Baca juga: T.B. Simatupang, Jenderal Jenius yang Religius
Dalam pemberian grasi enam bulan untuk Mr. Djody yang tersangkut kasus korupsi, Bung Hatta sama sekali tidak pernah diajak untuk membicarakannya. Mengenai pemecatan Jendral Simatupang, Bung Hatta juga kurang setuju. Menurutnya, apabila kabinet tidak menyukai pribadi Simatupang, hendaknya kedudukan Kepala Staf Angkatan Perang (KSAP) jangan dikorbankan atau dihapuskan. Namun, masukan Bung Hatta itu tidak dihiraukan. Menteri Pertahanan Iwa Kusumasumantri tetap memecat Simatupang dengan hanya menggunakan Peraturan Pemerintah.
Soal Proyek Asahan di Sumatra Utara, menurut Hatta, amat sedikit perhatian yang dicurahkan pemerintah.

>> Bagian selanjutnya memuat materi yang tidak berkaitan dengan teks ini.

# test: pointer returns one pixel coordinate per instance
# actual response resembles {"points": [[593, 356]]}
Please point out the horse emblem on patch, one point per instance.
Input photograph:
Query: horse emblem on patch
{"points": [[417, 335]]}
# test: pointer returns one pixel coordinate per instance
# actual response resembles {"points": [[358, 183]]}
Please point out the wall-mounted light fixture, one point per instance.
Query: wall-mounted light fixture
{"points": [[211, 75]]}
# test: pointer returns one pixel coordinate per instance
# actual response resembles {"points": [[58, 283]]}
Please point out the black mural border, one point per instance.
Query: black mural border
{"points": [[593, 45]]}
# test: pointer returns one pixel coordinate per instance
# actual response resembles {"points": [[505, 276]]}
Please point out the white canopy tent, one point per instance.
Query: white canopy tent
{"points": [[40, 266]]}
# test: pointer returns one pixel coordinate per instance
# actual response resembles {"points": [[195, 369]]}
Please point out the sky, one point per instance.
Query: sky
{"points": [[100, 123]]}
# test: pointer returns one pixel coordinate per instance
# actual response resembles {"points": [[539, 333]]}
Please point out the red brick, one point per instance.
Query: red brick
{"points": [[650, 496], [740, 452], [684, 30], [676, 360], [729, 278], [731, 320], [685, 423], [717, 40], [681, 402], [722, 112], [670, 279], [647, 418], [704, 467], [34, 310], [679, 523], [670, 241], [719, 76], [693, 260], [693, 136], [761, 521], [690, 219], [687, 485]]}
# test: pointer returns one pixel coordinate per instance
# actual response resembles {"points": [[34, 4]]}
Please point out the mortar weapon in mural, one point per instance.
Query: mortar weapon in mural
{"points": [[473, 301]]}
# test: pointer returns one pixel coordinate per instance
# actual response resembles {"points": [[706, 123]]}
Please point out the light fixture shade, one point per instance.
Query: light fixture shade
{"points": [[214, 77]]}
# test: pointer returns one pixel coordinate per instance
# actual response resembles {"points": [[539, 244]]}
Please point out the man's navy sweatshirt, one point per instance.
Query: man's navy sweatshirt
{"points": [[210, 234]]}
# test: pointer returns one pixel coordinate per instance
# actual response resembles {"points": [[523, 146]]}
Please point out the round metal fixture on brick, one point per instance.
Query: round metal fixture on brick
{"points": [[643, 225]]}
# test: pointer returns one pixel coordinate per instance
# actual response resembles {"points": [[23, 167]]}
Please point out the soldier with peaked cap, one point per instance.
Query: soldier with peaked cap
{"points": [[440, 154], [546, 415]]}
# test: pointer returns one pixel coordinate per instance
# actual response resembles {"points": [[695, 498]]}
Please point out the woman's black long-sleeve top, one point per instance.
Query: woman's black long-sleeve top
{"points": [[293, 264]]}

Padahal, proyek tersebut merupakan salah satu usaha meningkatkan produksi dan meluaskan industri dalam negeri. Beberapa nasihat dan usaha untuk memperbesar anggaran proyek serta menjalankannya dengan sungguh-sungguh ternyata tidak mendapat perhatian sepantasnya.
“Mengenai lisensi istimewa Iskaq dalam Kabinet Ali yang lalu, menurut pendapat Hatta adalah suatu Tindakan yang memorat-matirkan kedudukan ekonomi dan keuangan negara, akan tetap nasihat-nasihat untuk mencegahnya yang diberikan oleh Hatta tidak dilaksanakan,” sebut Kedaulatan Rakjat, 1 Desember 1956.
Baca juga: Empat Partai Ini Terjerat Korupsi
Sepeninggal Bung Hatta, pandangan bernegara yang tadinya utuh dari dwitunggal Sukarno-Hatta, berubah menjadi pandangan yang sifatnya personal terbatas pada diri Sukarno saja. Perubahan yang paling kentara, sambung Erwin, salah satunya dalam pelaksanaan kebijakan luar negeri. Ciri yang tadinya menjaga komitmen bebas-aktif, menjadi politik luar negeri yang sangat Sukarno sekali.
“Bung Hatta tidak mau turut bertanggung jawab atas segala sesuatu yang dia tidak bisa langsung memperbaikinya karena itu (terkendala) batasan konstitusional. Jadi dia lebih baik memilih sebagai seorang pemimpin bangsa di luar pengelolaan negara. Itu sikap yang dia ambil,” tutup Erwin.